The long term damage caused by this lack of employment is very large. Income mobility has declined. The sad fact is the probability of people at the bottom moving up the income ladder is lower than it was 20 and 30 years ago. Many studies have demonstrated that three factors determine most of the difference between those who start in poverty and stay there and those who don’t – finishing high school; avoiding becoming a teenage parent, and getting a full-time job. Those who do all three have only a 2 percent chance of living in poverty and a 75 percent chance of joining the middle class.
Many economists and social scientists have suggested both demand and supply reasons why youth unemployment is so high. On the demand side, the national safety net – Food Stamps, Earned Income Tax, welfare and subsidy programs of all kinds – substantially reduce the relative benefit of working. In other words, the wage premium for working versus taking advantage of benefit programs on an after-tax basis is simply too small to encourage many people to work.
If a young person enters the work force at the minimum wage, he grosses $7.25 per hour. From this, in a place like Los Angeles, he pays federal and state income taxes and Medicare and Social Security payroll taxes which total $1.11. So, out of the $7.25 earned, he keeps just over $6. If he is single and without children, he won’t qualify for the Earned Income Tax Credit (EITC) or food stamps.
On the supply side, the cost of employing young people is high relative to their economic contribution to potential employers.
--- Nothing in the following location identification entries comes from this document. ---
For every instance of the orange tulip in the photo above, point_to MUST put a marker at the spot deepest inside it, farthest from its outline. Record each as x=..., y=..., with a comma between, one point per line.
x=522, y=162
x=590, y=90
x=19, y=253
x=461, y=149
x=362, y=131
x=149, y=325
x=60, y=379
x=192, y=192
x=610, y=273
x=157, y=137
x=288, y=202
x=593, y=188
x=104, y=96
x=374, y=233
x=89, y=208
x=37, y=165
An entry-level employee costs his employer much more than $7.25. In addition to his wages, the employer also pays Social Security and Medicare taxes, plus unemployment insurance, that add on an average of 92 cents. So today, the new employee costs the business $8.13 per hour, of which the young employee keeps only three-quarters.
This cost will increase further when the Affordable Care Act kicks in. Beginning in 2015, if the employer has more than 50 employees, he will have to provide health insurance for full-time workers or pay a $2,000 fine – which comes to $.96 per hour. That will make an abysmal employment situation even worse.
Overall, public policy ought to be aimed at encouraging businesses to create entry level jobs. Perversely, attempts to increase the minimum wage and institute so-called living wages would do the exact opposite. If government wanted to help create a permanent economic underclass, it would implement exactly the policies that are in place. All of us who want people to enjoy earned success ought to be outraged at these government policies.
Fortunately, there are relatively simple policy steps that could encourage employers to create more jobs and young people to take those jobs. It is one problem that can be dealt with – perhaps not solved – but substantially improved with a proactive federal policy – even amid this awful economic recovery.
For youngsters under the age of 21 or in college or training programs, the federal government should pass a law exempting those people and their employers from paying any of the taxes or insurance cited above. Further, we should exempt them from all provisions of the Affordable Care Act and all requirements to provide any other non-wage benefits, like retirement or healthcare programs.
These simple steps would increase take home pay for young workers substantially, while reducing burdens on employers, thus increasing both the incentive to work and the incentive to hire. There is no sensible public policy reason not to act.
Mr. Golub, a former Chairman and CEO of American Express, currently serves on the Board of Trustees of the American Enterprise Institute.